The employees most interested in making large after-tax contributions are frequently those that are considered HCEs. For 2026, an HCE is defined as making more than $160,000 in the prior year (2025), and/or is more than a 5% owner. (Just as with annual plan limits, the annual salary changes from year-to-year.) 


In a typical small or mid-sized business, the owner(s)/executives are often HCEs, and also are interested in making large, after-tax contributions. “Rank-and-file" employees are less likely to do so. When annual ACP testing is performed, comparing contribution rates between HCEs and NHCEs, and the HCEs are making substantial after-tax contributions while NHCEs are not, there is a good chance the plan will fail the ACP test. When that happens, excess after-tax contributions may need to be refunded to employees. 


The result can be frustrating, for both the participants - who discover that their contributions could not remain in the plan - and for the plan sponsor, who must issue the refunds. 


This generalization is highly dependent on employee demographics and plan design, of course.

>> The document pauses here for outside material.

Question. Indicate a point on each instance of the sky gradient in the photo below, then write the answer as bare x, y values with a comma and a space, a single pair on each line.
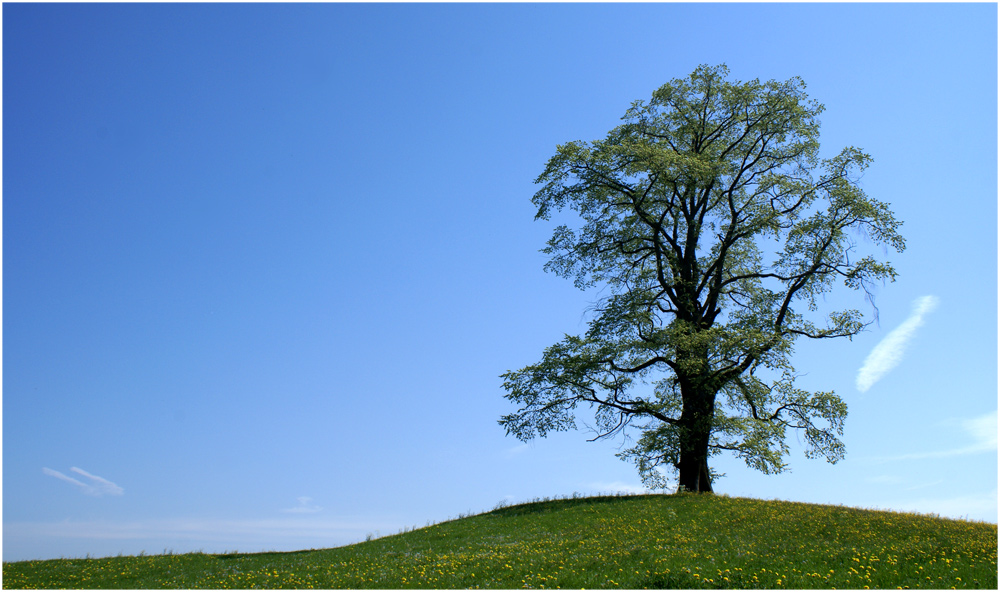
264, 264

For example, in a small engineering firm, where all (or most) employees are making over $160,000 per year and contributing above and beyond the maximum, advanced plan design options exist that can help the testing be less likely to fail. 


As a note, all of the scenarios that we’ve listed depend upon using a Third-Party Administrator fluent in Advanced Plan Design scenarios, and who works proactively to make sure that the plan stays in compliance. 


Why Large Companies Often Have Better Results 


Mega Backdoor Roth strategies tend to work more effectively in large employers, for several reasons: 


  • Special rules can be employed with advanced plan design to manage the number of employees who are considered HCEs 
  • Larger companies may have more employees with higher salaries who are interested in saving additional amounts 
  • Employer matching contributions may be more substantial 
  • Varying workforce structures can result in broader groups of employees participating at higher contribution levels 


All of these conditions create more favorable testing demographics. Larger employers often have a broader mix of employees contributing at different levels to the plan, which can improve ACP testing results. Even if only a small percentage of employees makes after-tax contributions, a larger workforce creates more opportunities for NHCEs to participate, helping balance the testing between HCEs and NHCEs. 


What Employers Should Consider 


Employers occasionally receive requests from participants to add Mega Backdoor Roth capabilities to their retirement plan. Before making plan design changes to enable this, however, employers should discuss the following with their advisor or third-party administrator: 


  • Whether the plan demographics are likely to support ACP testing 
  • The administrative complexity involved 
  • The potential for participant refunds if testing fails 
  • Whether plan amendments are needed to support after-tax contributions and Roth conversions 


Adding the option for Mega Backdoor Roth Contributions may make sense in some plans, but not all. 


The Bottom Line 


A Mega Backdoor Roth can be an excellent retirement savings tool for those participants who have already maximized their traditional 401(k) contributions and want additional savings opportunities. 


However, the strategy is not as simple as it may appear. Plan design and workforce demographics need to support its viability.